Everett told Piers Morgan that he used to frequent the same pub where Nilsen, a necrophile and one of the UK’s most prolific serial killers, would pick up victims.
Speaking on Morgan’s Life Stories, Everett said: “He was in the pub that I used to go to… Yeah, so I could be dead. He used to go the Coleherne, which was this leather bar.”
He added: “No I didn’t know him but he was there. I mean, that’s where he got two or three of his victims from.”
Dennis Nilsen murders made Rupert Everett realise how ‘dangerous’ life is
Nilsen, who died in 2018, was jailed for life in 1983 after a six-year spree which saw him murder at least 12 men and boys and attempt to kill seven others.
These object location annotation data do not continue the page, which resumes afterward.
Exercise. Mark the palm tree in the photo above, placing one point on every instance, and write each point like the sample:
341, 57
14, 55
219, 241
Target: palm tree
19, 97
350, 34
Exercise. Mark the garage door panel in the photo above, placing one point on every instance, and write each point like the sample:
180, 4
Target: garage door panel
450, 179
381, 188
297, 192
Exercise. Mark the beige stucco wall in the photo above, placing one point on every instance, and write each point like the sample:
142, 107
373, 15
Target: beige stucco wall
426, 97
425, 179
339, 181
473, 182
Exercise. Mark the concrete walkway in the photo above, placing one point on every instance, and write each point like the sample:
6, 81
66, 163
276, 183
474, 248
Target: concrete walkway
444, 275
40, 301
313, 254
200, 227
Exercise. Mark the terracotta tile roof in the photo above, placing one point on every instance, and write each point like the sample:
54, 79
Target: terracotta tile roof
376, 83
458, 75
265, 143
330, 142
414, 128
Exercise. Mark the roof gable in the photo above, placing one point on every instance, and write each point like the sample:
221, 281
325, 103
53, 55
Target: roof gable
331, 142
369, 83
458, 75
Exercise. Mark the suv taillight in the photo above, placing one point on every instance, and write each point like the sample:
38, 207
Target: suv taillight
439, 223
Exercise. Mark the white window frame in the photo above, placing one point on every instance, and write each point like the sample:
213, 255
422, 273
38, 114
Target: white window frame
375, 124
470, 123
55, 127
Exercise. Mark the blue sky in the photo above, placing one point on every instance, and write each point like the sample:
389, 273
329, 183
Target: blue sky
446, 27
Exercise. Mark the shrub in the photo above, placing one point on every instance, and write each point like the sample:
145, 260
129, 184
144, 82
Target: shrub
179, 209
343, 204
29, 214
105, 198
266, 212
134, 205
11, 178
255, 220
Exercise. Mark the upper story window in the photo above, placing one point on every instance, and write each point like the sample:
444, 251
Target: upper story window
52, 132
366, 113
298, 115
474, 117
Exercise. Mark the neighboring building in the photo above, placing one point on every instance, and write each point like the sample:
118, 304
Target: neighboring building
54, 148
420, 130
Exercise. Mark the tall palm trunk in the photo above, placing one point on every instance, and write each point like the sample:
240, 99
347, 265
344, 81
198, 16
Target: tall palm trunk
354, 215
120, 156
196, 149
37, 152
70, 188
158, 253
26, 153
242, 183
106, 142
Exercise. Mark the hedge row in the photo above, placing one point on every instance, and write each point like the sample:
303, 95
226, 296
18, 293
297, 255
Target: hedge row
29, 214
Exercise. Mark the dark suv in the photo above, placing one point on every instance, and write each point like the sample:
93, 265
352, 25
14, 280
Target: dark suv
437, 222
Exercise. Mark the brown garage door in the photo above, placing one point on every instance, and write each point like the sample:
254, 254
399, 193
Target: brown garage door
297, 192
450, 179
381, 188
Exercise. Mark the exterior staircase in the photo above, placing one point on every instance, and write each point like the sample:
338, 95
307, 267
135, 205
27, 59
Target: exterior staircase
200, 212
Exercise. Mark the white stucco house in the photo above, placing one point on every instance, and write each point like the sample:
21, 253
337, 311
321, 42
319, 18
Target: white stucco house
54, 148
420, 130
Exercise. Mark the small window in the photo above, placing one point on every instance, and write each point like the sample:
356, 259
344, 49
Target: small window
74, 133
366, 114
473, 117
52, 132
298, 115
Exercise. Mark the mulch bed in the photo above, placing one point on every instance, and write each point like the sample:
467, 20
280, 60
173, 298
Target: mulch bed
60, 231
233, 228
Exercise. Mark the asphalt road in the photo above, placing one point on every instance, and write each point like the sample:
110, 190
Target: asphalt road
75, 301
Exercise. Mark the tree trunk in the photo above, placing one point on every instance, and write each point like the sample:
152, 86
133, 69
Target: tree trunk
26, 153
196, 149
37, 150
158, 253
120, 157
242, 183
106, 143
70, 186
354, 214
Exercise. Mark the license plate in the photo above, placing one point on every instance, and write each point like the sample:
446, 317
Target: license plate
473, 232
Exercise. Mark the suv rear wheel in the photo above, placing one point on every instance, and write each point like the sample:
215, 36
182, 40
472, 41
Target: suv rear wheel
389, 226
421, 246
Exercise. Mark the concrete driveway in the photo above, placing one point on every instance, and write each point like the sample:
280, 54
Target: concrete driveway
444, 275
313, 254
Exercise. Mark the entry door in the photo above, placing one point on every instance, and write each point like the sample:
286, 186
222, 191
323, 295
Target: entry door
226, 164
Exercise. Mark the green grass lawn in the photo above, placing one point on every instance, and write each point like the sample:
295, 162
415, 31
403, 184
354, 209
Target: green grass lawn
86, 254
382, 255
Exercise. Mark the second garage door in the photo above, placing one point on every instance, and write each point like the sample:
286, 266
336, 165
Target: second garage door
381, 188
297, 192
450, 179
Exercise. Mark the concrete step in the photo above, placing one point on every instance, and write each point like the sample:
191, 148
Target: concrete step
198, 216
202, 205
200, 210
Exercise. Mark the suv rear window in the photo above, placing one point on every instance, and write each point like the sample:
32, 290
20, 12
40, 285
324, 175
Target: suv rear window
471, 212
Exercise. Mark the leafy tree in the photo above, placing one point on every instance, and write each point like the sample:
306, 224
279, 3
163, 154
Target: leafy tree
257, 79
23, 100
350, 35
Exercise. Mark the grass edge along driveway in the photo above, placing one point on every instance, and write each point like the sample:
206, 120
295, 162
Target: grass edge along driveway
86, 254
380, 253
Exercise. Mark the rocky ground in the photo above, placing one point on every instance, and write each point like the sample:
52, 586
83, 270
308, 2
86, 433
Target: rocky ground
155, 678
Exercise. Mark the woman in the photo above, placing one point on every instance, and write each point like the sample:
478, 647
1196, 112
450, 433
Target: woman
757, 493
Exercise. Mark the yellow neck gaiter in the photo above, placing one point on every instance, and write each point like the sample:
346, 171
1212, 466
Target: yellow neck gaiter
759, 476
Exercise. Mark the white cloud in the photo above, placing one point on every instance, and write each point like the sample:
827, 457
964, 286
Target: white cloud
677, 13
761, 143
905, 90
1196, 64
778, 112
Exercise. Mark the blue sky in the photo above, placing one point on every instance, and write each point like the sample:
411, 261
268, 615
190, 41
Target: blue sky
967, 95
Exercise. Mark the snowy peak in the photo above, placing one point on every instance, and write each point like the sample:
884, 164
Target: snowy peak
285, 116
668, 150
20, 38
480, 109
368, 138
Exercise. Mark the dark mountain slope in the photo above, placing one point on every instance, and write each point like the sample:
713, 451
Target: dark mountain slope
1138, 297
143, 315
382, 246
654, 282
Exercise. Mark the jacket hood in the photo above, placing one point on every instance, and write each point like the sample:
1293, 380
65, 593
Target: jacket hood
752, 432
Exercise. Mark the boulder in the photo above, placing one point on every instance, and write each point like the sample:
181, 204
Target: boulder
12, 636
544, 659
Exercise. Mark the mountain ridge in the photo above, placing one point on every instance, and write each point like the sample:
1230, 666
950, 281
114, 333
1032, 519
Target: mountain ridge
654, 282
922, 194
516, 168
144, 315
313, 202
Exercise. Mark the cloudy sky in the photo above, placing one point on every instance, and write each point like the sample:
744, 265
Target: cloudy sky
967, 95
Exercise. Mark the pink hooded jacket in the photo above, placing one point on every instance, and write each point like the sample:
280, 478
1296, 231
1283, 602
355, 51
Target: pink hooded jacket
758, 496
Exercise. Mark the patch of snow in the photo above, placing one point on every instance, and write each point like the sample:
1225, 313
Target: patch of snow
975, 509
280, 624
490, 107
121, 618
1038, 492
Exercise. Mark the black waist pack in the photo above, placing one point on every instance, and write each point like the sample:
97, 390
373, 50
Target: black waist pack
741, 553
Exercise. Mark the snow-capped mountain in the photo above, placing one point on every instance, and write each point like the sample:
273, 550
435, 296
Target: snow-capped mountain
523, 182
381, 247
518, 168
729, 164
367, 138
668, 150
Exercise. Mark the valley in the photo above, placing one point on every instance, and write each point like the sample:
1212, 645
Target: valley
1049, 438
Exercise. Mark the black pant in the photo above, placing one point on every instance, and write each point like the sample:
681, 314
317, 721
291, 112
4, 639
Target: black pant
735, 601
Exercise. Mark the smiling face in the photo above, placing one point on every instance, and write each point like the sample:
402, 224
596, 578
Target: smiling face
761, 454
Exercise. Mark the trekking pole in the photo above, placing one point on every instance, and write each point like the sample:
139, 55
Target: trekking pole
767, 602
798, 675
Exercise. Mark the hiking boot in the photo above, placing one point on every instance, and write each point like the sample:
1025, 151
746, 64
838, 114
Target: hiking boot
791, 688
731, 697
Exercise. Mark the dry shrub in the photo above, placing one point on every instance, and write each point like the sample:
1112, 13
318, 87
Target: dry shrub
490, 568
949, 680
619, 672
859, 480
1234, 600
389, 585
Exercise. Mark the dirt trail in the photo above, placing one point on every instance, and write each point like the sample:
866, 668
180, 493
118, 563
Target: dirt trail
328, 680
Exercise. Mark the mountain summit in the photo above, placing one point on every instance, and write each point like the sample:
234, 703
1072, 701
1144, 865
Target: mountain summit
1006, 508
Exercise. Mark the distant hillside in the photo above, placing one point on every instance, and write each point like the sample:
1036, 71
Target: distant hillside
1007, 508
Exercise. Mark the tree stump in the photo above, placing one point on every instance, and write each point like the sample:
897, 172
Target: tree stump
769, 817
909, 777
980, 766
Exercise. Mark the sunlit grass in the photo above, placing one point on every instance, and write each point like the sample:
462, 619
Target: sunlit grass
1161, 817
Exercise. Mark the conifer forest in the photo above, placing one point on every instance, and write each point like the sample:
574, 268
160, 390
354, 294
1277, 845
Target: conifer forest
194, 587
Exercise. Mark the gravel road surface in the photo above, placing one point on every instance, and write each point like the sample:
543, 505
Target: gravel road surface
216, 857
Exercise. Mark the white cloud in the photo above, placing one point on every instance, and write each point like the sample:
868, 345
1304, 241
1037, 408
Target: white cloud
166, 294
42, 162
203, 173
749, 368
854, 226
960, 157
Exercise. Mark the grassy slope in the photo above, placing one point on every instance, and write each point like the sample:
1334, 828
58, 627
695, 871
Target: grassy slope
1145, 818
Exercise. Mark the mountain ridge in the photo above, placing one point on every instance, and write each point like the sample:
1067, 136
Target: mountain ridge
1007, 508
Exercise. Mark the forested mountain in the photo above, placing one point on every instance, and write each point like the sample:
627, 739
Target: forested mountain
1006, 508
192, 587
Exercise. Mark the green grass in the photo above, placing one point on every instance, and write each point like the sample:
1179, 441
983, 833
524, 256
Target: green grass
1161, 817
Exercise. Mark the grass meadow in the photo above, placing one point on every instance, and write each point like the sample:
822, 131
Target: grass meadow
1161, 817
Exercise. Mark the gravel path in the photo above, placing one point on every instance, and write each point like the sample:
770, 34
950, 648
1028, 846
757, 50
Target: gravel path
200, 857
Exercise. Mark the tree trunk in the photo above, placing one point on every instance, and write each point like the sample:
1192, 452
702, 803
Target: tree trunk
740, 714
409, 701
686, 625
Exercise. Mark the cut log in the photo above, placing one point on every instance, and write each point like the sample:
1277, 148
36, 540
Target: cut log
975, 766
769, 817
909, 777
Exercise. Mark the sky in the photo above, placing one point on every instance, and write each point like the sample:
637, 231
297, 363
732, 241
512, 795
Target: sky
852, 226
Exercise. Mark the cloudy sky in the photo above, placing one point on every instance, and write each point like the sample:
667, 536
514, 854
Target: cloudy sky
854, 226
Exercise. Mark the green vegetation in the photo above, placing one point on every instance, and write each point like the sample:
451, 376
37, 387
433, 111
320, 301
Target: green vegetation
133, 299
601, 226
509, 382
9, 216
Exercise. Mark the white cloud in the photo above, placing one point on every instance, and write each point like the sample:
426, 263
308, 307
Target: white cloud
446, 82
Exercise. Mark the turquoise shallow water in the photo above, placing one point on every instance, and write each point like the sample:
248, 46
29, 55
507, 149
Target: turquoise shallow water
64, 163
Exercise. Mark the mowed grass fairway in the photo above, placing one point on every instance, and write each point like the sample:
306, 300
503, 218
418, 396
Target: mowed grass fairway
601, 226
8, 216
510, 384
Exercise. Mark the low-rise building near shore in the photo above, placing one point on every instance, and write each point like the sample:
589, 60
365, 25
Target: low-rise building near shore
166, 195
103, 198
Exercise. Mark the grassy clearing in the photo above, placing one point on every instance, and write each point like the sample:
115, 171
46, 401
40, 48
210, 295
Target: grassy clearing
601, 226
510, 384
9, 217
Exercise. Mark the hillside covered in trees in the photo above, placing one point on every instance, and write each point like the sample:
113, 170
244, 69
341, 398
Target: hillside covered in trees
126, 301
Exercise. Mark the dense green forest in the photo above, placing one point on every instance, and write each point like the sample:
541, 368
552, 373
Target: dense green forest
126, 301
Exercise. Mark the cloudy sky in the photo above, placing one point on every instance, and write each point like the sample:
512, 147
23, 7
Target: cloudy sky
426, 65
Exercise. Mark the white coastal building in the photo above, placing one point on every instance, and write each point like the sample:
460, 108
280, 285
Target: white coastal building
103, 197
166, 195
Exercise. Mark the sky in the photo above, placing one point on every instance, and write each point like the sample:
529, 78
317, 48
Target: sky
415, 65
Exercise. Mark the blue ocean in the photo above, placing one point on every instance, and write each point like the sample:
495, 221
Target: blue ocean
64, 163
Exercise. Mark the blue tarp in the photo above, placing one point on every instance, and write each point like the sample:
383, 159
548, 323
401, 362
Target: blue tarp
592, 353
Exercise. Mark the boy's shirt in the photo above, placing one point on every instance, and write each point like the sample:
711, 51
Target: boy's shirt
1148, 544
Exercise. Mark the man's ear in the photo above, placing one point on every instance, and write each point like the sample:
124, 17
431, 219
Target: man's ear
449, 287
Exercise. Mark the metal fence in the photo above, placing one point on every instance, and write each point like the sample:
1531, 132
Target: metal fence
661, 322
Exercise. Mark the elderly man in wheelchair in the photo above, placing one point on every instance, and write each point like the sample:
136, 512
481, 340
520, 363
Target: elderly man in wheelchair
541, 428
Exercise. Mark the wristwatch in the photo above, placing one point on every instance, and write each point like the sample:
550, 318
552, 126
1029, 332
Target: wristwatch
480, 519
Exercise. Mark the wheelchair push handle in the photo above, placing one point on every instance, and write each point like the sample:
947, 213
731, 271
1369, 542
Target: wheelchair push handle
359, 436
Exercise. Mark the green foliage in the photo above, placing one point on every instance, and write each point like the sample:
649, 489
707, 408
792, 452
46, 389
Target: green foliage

Rupert Everett went on to reveal that Nilsen’s grisly killing spree completely put him off the idea of ever having children as he realised “how dangerous” the world can be.
“I knew just recently how dangerous you know my life was,” he said.
“Which is one of the reasons I would hate to have children. Because there – there must, the terror if you’ve led a dangerous life yourself, imagining how dangerous your kid’s life could be.”
Everett went on to tell Morgan that he never met any of Nilsen’s victims personally.
However, Morgan pointed out that he could have met some of them and not known it.
“Oh I don’t know, maybe yes, I don’t know,” Everett said.
He continued: “Oh I think everybody [knew], well straight after he – he’d been, the trial and everything like that, everyone knew that he’d been in that bar.”
Dennis Nilsen’s brutal murders shocked the queer community in the 1980s when they finally came to light after human remains were found to be clogging the drains outside his home.
It was later discovered that he had boiled, burned and sometimes flushed the dismembered bodies of his victims.
Nilsen was sentenced to life imprisonment in 1983 for his crimes with an order that he serve at least 25 years. This was later amended to prevent him from ever being released.
He died in 2018, and was later portrayed by David Tennant in the 2020 ITV drama Des.